Wenn es darum geht, die Welt um uns zu beschreiben, sind Schlagworte wie Vereinzelung und Individualisierung meist nicht weit. Egal, ob es um den Lebensstil, den Erwerb von Wohlstand, die Wahl des idealen Partners oder Berufs geht – jeder scheint seines Glückes eigener Schmied geworden zu sein.
Dem gegenüber steht die Tatsache, dass wichtige Entscheidungen nach wie vor in aller Regel gemeinsam statt einsam getroffen werden. Das betrifft nicht nur Institutionen, Organisationen und Unternehmen, es gilt auch für den ganz persönlichen Lebensbereich, man denke nur an die private Pensionsvorsorge. Wer möchte nicht rechtzeitig dafür Sorge tragen, dass der Pensionseintritt nicht mit dem Austritt aus dem gewohnten Lebensstandard einhergeht!
Die Verhaltensökonomie hat das Entscheidungsverhalten von Gruppen in den vergangenen Jahren intensiv erforscht: Wer sich für etwas entscheidet, entscheidet sich gleichzeitig immer auch gegen etwas, das Risiko einer Fehlentscheidung ist also unausweichlich, es ist bestenfalls minimierbar. Die Wissenschaft verhält sich genuin oppositionell zur sogenannten Volksweisheit, aber in diesem Fall kann sie getrost auf ein englisches Sprichwort zurückgreifen: The only proof of the pudding is its eating.

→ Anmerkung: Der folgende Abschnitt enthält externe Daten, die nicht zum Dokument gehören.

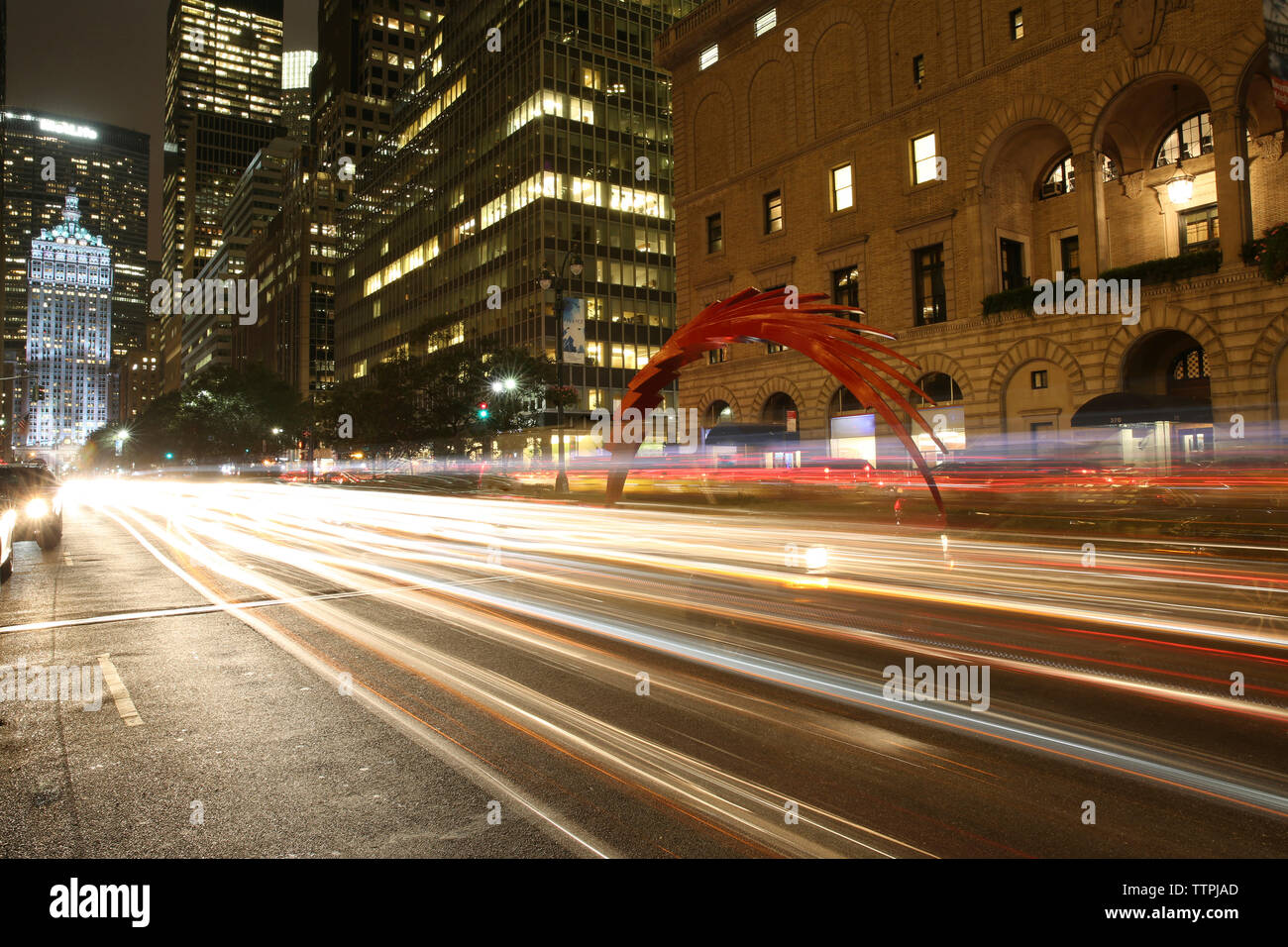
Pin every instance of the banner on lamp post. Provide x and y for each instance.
(574, 341)
(1276, 37)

So haben denn etwa Shupp und Williams und viele andere nachgewiesen, dass sich Gruppen signifikant rationaler – und somit risikoneutraler – entscheiden als Einzelpersonen, was auf den Pudding übertragen hiesse, dass sie sich eher für klassischen Vanille- oder Schokopudding entscheiden und exotische Geschmacksrichtungen aussen vor lassen, während sich ein mutiger Einzelner schon mal für die Ingwer-Maracuja-Variante entscheidet, zumal die Konsequenzen eines Fehlgriffs in diesem Fall nicht allzu gravierend sein dürften.
Entscheiden Gruppen weniger riskant?
Aber was, wenn es ans Eingemachte, also ums Geld geht? Es liegt auf der Hand, dass die Risikobereitschaft beim Anlageverhalten eine entscheidende Rolle spielt, und alles, was wir bis jetzt wissen, weist darauf hin, dass die Streuung der Risikobereitschaft bei Gruppen geringer als bei Einzelpersonen ist. Da die Entscheidungen hinsichtlich Zukunftsvorsorge innerhalb von Partnerschaften bzw. Familien in aller Regel gemeinsam, also zu zweit getroffen werden, kommt dem Risikoverhalten von Paaren in diesem Zusammenhang besondere Bedeutung zu, und es ist vor diesem Hintergrund einigermassen erstaunlich, wie wenig Augenmerk die Forschung bislang auf das Risikoverhalten von Paarkonstellationen gelegt hat.
Zusammen mit meinen Kollegen Haoran He und Peter Martinsson habe ich untersucht, ob sich Zweiergruppen in ihrer Risikobereitschaft von Einzelpersonen unterscheiden. Anders als bei ähnlichen Experimenten haben wir das Experiment nicht mit zufallsgepaarten Personen durchgeführt, sondern mit Studentinnen und Studenten an einer chinesischen Universität, die seit durchschnittlich eineinhalb Jahren gemeinsam in einem Wohnheim lebten. Es hat sich gezeigt, dass Paare tatsächlich eine geringere Risikobereitschaft zeigen als Einzelpersonen, diese Risikovermeidung aber bei hohen Wahrscheinlichkeiten auf hohe Auszahlungsquoten wesentlich geringer ausgeprägt ist als bei niedrigen Wahrscheinlichkeiten, also “schlechten Aussichten” auf Gewinne.
Einmal mehr fanden wir eine deutliche Bestätigung für den Befund, dass die Streuung der Risikobereitschaft zwischen Gruppen viel geringer ist als zwischen Einzelpersonen. All dies deutet darauf hin, dass Paare weniger riskante, sprich “vernünftigere” Entscheidungen treffen.
Diese These wird sich Anfang 2013 in meiner österreichischen Heimat beobachten lassen. Dann wird dort eine Gesetzesnovelle zur betrieblichen Pensionsvorsorge in Kraft treten, die festlegt, dass sich Arbeitnehmerinnen und Arbeitnehmer individuell entscheiden können, ob ihre Einlagen konservativ oder riskant veranlagt werden sollen. Es ist anzunehmen, dass in Beziehung lebende Personen auf defensivere Veranlagungsformen optieren werden als Singles. Ob sie damit die richtige Wahl getroffen haben, wird sich in vielen Fällen erst Jahrzehnte später zeigen. Ein Schelm, wer dabei denkt, das Risiko der Partnerwahl ließe sich analog zu unserem Experiment neutralisieren.